Durch dieses Vorgehen kann die Autorin den Stadtteil Ludwigsfeld als städtischen Raum erkennen, in dem sich im Laufe seiner soziohistorischen Transformationsprozesse vor allem durch seine heterogenen Bewohner_innen Überlagerungen und Koexistenzen von verschiedenen „Schichten“ (11) von Symbolen und Deutungen entwickelt haben und der die damit entstehenden titelgebenden (Un-)Gleichzeitigkeiten erfahren hat. In einem historischen Abriss für die Jahre 1936 bis 1952 zeichnet Vepřek die bedeutsamen Geschehnisse vor dem Bau der Siedlung Ludwigsfeld nach und beschreibt die darauffolgende Entstehung einer örtlichen kollektiven Identität und die Raumaneignung durch die Bewohner_innen. In einem nächsten Schritt benennt sie die zentralen Momente, in denen schließlich die bis dahin vorherrschende Deutungsmacht über den Raum von außen kritisch in Frage gestellt wird. Vepřek konzentriert sich dabei spezifisch auf die „unterrepräsentierte“ (12) Wahrnehmung Ludwigsfelds durch dessen Bewohner_innen. Während die Siedlung im öffentlich-medialen Diskurs vielfach als „Glasscheibenviertel“ mit einer problematischen Vergangenheit verstanden werde, würden dagegen die Bewohner_innen den Raum nicht nur als bloßen Wohnraum bewerten, sondern ihn als Heimat sehen mit einer Geschichte, an die erinnert werden soll, und als Ergebnis eines selbst errungenen Zusammenhalts. Dies stehe im Gegensatz zur Außenwahrnehmung als einem von der Stadtverwaltung vergessenen und vom „Bund“ (der Bundesrepublik Deutschland als Eigentümerin) abgelehnten, ökonomisch unattraktiven Viertel. Ludwigsfeld befände sich in der Konsequenz in einem bis heute andauernden, permanenten Aushandlungsprozess, den die verschiedenen Akteur_innen als stetigen „Kampf“ identifizierten, in dem sie symbolisch um gesellschaftliche Anerkennung und die Deutungshoheit über ihr Viertel rängen. Vepřek schließt daraus, dass die gegenwärtigen Konflikte als Kulmination dieses „Kampfes“ zu verstehen seien. Sie vermutet auf Basis ihrer Auswertungen, dass der von den Bewohner_innen geforderte, bisher fehlende soziokulturelle Treffpunkt – der gleichzeitig auch Erinnerungsort mit einer Gedenkmöglichkeit in der ehemaligen KZ-Baracke sein könnte – die vorliegende Konfliktsituation deutlich entschärfen und den Bewohner_innen das ersehnte Gefühl von Anerkennung und Mitbestimmung vermitteln könnte.

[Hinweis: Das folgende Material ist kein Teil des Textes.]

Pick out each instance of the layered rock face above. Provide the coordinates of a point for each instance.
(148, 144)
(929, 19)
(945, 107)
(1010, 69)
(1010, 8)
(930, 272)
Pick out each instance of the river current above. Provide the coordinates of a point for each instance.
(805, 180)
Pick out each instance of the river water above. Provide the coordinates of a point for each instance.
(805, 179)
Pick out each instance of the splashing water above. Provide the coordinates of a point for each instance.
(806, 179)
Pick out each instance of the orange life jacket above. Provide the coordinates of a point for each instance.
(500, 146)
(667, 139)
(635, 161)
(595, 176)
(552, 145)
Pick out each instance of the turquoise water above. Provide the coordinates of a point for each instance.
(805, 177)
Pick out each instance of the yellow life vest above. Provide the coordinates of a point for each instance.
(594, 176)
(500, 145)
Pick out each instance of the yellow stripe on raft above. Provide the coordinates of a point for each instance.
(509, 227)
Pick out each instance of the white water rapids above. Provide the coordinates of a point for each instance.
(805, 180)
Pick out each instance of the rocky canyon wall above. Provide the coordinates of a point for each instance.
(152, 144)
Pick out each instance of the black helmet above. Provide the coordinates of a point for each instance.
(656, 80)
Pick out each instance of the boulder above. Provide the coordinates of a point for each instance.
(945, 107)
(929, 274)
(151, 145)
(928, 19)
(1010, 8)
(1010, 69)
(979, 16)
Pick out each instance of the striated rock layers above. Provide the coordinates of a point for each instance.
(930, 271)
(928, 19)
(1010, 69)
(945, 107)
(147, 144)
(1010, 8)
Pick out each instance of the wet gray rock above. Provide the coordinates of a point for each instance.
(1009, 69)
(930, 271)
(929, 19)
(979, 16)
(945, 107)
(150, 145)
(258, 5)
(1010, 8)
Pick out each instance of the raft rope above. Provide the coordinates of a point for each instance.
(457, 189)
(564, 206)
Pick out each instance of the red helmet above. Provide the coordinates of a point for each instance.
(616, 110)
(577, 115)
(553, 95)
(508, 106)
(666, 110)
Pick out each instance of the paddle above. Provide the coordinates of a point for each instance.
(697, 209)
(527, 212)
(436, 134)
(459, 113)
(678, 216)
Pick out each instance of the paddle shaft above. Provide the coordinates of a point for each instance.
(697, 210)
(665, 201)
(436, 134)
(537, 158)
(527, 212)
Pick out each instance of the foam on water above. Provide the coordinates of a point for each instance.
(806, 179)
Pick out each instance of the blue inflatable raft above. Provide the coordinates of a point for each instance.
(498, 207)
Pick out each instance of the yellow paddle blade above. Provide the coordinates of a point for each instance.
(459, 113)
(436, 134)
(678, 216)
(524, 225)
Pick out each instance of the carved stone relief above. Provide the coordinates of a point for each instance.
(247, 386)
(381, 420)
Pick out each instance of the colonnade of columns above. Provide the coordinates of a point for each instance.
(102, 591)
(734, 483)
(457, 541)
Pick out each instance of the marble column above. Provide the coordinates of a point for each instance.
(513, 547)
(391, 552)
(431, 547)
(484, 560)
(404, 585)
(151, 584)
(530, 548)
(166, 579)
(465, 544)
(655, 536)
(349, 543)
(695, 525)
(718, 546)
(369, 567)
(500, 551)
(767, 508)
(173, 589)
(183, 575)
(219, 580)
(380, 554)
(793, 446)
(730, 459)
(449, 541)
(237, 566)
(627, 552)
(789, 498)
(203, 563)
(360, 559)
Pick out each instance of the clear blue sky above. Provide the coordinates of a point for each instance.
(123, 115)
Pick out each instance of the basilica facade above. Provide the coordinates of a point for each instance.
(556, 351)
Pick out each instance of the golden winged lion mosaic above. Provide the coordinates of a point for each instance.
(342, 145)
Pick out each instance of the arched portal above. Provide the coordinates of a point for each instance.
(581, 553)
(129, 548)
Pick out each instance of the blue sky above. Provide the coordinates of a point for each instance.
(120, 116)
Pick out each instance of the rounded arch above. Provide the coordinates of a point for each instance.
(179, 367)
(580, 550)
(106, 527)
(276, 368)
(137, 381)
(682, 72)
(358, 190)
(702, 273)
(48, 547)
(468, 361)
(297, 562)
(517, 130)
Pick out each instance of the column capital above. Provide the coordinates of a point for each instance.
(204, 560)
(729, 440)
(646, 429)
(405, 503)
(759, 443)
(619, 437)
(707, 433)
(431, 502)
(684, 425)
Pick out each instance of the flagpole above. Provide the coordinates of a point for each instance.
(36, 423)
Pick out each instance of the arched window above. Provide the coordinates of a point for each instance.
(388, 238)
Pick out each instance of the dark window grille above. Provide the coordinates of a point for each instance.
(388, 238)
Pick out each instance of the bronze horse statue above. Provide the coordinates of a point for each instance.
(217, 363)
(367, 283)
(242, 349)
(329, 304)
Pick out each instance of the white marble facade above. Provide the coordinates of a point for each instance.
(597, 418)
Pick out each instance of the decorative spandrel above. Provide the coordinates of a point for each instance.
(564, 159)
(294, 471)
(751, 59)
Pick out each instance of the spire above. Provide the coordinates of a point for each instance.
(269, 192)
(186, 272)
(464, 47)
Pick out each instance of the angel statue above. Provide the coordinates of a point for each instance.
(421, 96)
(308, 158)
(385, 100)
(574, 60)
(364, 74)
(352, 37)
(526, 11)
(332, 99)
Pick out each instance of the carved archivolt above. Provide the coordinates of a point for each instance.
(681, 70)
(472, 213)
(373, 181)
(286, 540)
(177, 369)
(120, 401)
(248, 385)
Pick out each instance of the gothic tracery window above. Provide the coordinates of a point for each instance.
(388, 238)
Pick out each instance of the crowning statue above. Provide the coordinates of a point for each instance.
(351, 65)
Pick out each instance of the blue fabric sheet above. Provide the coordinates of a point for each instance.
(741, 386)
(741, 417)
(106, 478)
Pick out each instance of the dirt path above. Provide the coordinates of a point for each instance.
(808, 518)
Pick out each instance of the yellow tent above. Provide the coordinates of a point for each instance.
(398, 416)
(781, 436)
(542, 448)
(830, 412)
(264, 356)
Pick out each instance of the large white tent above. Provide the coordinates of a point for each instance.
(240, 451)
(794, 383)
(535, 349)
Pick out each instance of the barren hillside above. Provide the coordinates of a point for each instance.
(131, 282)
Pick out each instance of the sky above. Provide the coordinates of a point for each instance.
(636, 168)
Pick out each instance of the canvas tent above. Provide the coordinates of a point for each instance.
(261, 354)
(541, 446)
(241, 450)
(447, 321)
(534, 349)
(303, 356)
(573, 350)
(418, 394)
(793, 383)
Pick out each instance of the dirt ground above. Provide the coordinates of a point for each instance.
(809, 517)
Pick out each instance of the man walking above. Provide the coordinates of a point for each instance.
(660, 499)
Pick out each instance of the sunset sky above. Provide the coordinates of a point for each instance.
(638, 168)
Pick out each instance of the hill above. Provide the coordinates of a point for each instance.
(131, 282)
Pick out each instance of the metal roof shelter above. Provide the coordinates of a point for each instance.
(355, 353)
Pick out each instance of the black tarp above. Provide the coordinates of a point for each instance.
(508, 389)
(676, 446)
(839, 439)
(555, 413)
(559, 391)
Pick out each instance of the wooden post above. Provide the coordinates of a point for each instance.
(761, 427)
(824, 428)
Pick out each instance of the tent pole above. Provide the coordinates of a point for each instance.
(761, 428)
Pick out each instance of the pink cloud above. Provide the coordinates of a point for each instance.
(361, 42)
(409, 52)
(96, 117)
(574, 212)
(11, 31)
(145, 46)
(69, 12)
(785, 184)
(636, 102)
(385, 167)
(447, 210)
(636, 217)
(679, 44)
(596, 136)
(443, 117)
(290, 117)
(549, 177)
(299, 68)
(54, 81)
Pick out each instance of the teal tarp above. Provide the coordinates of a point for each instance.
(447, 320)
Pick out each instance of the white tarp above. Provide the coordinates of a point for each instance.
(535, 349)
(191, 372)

Insgesamt stellt diese Monografie eine überaus empfehlenswerte Lektüre dar, bei der es der Autorin gelungen ist, ein sehr anspruchsvolles Unterfangen umzusetzen und dieses in konziser Schreibweise und verständlicher Sprache nachvollziehbar zu machen. Besonders auch für Masterstudent_innen liegt hier ein ausgezeichnetes Beispiel für die Erstellung der eigenen Abschlussarbeit vor. Nicht umsonst wurde Libuše H. Vepřek mit dem „Hochschulpreis 2019 der Landeshauptstadt München“ ausgezeichnet und hat die Ergebnisse ihrer Arbeit im Rahmen der Ausstellung „München-Ludwigsfeld: Dorf – KZ-Außenlager – Stadtviertel“ der Öffentlichkeit präsentiert.

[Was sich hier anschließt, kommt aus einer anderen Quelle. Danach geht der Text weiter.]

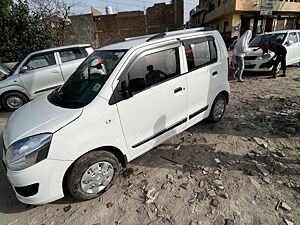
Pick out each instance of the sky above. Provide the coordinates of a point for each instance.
(128, 5)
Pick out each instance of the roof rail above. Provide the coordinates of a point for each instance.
(178, 32)
(156, 36)
(136, 38)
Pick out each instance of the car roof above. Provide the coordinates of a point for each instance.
(61, 48)
(280, 31)
(154, 38)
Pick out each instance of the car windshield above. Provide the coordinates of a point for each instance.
(17, 65)
(88, 79)
(258, 40)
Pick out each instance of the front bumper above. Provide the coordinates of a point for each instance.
(43, 181)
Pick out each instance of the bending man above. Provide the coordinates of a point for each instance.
(280, 54)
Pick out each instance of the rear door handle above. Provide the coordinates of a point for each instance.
(178, 89)
(215, 73)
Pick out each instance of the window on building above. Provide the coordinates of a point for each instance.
(41, 61)
(71, 54)
(200, 54)
(226, 23)
(153, 69)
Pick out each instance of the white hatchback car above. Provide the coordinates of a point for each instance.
(254, 61)
(122, 101)
(40, 72)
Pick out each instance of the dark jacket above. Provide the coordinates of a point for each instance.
(277, 48)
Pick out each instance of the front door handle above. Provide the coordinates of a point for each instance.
(215, 73)
(178, 89)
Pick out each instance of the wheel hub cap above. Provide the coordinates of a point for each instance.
(14, 102)
(97, 177)
(219, 109)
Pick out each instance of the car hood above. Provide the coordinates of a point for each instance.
(36, 117)
(254, 53)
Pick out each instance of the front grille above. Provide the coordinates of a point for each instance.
(249, 66)
(250, 57)
(28, 191)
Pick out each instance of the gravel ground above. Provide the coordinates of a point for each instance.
(232, 172)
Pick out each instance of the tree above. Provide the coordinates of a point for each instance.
(22, 31)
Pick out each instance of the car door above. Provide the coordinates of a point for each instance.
(292, 46)
(157, 108)
(70, 59)
(42, 74)
(198, 58)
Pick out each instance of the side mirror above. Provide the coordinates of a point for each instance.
(289, 42)
(23, 69)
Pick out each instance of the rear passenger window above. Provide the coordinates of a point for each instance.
(153, 69)
(71, 54)
(200, 54)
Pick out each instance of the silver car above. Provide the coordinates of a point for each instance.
(39, 73)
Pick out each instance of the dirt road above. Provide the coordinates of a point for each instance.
(232, 172)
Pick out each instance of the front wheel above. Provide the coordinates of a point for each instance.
(278, 68)
(13, 100)
(217, 109)
(92, 174)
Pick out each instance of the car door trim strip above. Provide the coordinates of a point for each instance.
(160, 133)
(198, 112)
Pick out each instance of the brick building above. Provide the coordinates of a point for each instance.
(100, 30)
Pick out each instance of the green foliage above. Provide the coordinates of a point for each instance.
(21, 31)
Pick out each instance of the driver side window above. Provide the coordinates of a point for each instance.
(153, 69)
(293, 37)
(40, 61)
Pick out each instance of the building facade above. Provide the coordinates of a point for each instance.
(233, 17)
(100, 30)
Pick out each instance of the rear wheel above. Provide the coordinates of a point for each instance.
(217, 109)
(13, 100)
(92, 174)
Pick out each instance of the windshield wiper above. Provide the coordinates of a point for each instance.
(56, 97)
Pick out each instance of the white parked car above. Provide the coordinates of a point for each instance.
(40, 72)
(122, 101)
(289, 38)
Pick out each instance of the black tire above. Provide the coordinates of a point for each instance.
(7, 100)
(82, 165)
(213, 118)
(278, 68)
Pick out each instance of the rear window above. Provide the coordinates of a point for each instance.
(200, 54)
(275, 37)
(71, 54)
(40, 61)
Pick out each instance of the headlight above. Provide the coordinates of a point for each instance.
(28, 151)
(264, 56)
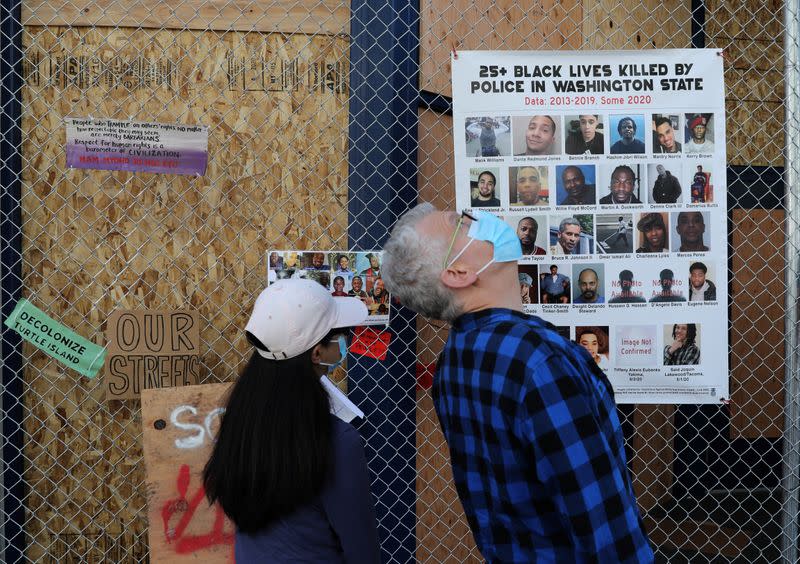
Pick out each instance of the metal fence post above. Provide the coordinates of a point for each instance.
(384, 64)
(12, 513)
(791, 436)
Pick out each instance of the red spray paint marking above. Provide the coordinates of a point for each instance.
(192, 543)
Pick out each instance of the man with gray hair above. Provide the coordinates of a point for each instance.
(525, 283)
(530, 420)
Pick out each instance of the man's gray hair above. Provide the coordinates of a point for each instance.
(412, 265)
(567, 221)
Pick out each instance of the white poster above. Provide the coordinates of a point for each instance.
(610, 166)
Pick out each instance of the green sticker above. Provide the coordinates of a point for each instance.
(60, 342)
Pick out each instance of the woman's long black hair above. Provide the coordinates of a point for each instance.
(273, 448)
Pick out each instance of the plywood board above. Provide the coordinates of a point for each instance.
(748, 19)
(757, 323)
(178, 429)
(632, 24)
(286, 16)
(505, 25)
(98, 241)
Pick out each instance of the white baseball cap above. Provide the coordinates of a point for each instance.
(291, 316)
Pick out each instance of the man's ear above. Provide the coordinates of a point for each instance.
(456, 277)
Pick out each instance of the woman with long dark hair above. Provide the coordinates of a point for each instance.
(292, 477)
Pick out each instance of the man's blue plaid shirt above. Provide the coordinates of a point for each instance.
(535, 443)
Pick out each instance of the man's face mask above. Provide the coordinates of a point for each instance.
(342, 354)
(488, 227)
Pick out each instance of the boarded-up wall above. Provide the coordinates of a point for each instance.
(94, 241)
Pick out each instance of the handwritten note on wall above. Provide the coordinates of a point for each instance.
(151, 349)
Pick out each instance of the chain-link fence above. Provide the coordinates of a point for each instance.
(326, 121)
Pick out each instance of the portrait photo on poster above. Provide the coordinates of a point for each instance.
(488, 136)
(554, 286)
(614, 232)
(626, 287)
(664, 182)
(698, 134)
(621, 184)
(666, 286)
(627, 134)
(528, 283)
(571, 234)
(700, 179)
(342, 263)
(701, 286)
(681, 344)
(589, 285)
(691, 231)
(529, 185)
(536, 135)
(666, 138)
(484, 188)
(652, 232)
(575, 185)
(635, 345)
(584, 134)
(532, 233)
(595, 340)
(368, 266)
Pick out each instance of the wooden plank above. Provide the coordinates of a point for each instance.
(502, 25)
(754, 85)
(330, 17)
(653, 453)
(745, 19)
(636, 24)
(178, 429)
(757, 318)
(705, 537)
(755, 133)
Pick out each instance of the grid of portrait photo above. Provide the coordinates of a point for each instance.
(640, 346)
(546, 162)
(342, 273)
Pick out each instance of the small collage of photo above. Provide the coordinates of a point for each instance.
(619, 234)
(343, 273)
(638, 346)
(519, 161)
(673, 284)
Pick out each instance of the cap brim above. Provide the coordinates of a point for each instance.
(349, 312)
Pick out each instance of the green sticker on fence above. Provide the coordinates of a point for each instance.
(60, 342)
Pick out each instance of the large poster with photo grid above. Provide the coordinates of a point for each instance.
(610, 166)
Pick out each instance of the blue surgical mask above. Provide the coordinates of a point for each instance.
(501, 235)
(342, 352)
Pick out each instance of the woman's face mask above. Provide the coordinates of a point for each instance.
(342, 354)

Auf der soziokulturellen Mikroebene Ludwigsfeld bilden sich im kleinen Rahmen die makrogesellschaftlichen, zeitgeschichtlichen Entwicklungen Münchens ab. Deswegen behält diese Monografie sicherlich auch in Zukunft ihre Relevanz. Von Stadtplanern und der Stadtpolitik wünscht man sich, dass die gewonnenen Erkenntnisse nicht nur für die aktuell circa 3 200 Bewohner_innen Ludwigsfelds nutzbar gemacht werden, sondern auch für allgemeine Überlegungen zur Konstruktion von städtischer Identität und der bewussten Gestaltung attraktiver Lebensräume.